Green who, with his cryptography students, has previously reported on how law enforcement may be able to break into iPhones. He and Johns Hopkins University have also previously worked with Apple to fix a security bug in Messages.

Apple Is Trying To Stop Child Abuse On iPhones—So Why Do So Many Privacy Experts Hate It?

Apple has made a lot of pro-privacy people mad this week with the announcement of plans to start scanning everyone’s iPhone photos for child sexual abuse material (CSAM).

To do that, it’ll compare all photos on an iCloud-enabled device (including iPads and Macs) to databases of known CSAM images and it’ll be done by checking “hashes.” Think of a hash as a number that represents an image. That number, created when the photo’s data is run through a one-way cryptographic algorithm, is supposed to be unique to the image, so it should be quick and easy for a match to be found. Then Apple employees will review the image and share the match with the National Center for Missing and Exploited Children (NCMEC). 

By law, American companies have to report child abuse and exploitation imagery on their servers to NCMEC, which then works with law enforcement on an investigation. Other tech giants do the same when emails or messages are sent over their platforms. That includes Google, Microsoft and Facebook. So why are so many privacy advocates up in arms about Apple’s announcement? 

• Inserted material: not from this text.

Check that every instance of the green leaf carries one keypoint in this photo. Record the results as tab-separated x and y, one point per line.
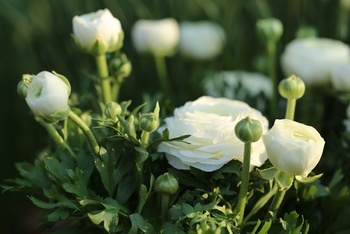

It’s because Apple is checking photos on your iPhone, not just on its own servers in the iCloud. It’s going one step beyond what its rivals have done, checking every photo on a device rather than just on a company server. (It’s also scanning images to check whether they’re of nude children, using a different technology, but that’s all done on the device and doesn’t go to Apple. A simple warning comes up, suggesting iPhone users may not want to send or view nude images.)

Alec Muffett, a noted encryption expert and former Facebook security staffer, explained on Twitter that when someone buys a phone, they expect to have control over what’s happening on their property. But Apple is denying that right and “although it ostensibly exists to prevent upload of CSAM to their iCloud platform, they are using the user’s device to do it and making the tectonic-shift statement that ‘it’s ok by us to do this sort of thing to user devices.’”

Muffett and other encryption experts like Johns Hopkins professor Matt Green and NSA leaker Edward Snowdenhave also raised the alarm that Apple could now be pressured into looking for other material on people’s devices, if a government demands it.

“How such a feature might be repurposed in an illiberal state is fairly easy to visualize. Apple is performing proactive surveillance on client-purchased devices in order to defend its own interests, but in the name of child protection,” Muffett added. “What will China want them to block?

“It is already a moral earthquake.”

The Electronic Frontier Foundation (EFF) said that the changes effectively meant Apple was introducing a “backdoor” onto user devices. “Apple can explain at length how its technical implementation will preserve privacy and security in its proposed backdoor, but at the end of the day, even a thoroughly documented, carefully thought-out and narrowly scoped backdoor is still a backdoor,” the EFF wrote.

“Apple’s compromise on end-to-end encryption may appease government agencies in the U.S. and abroad, but it is a shocking about-face for users who have relied on the company’s leadership in privacy and security.”

Some people like it

Not that everyone is upset by the move. Nicholas Weaver, a computer security expert and lecturer at the University of California at Berkeley, said on Twitter that he didn’t blame Apple for choosing to risk fighting with oppressive regimes and take a tougher stance on child sexual abuse. 

And David Thiel from the Stanford Internet Observatory noted that most people’s images on any internet-connected device are scanned for CSAM imagery. 

“This unyielding hostility to reasonable and limited child safety measures drives me up the wall. Even if this compromised privacy—which, as documented, it does not—there are other harms in the world to be balanced with,” he added.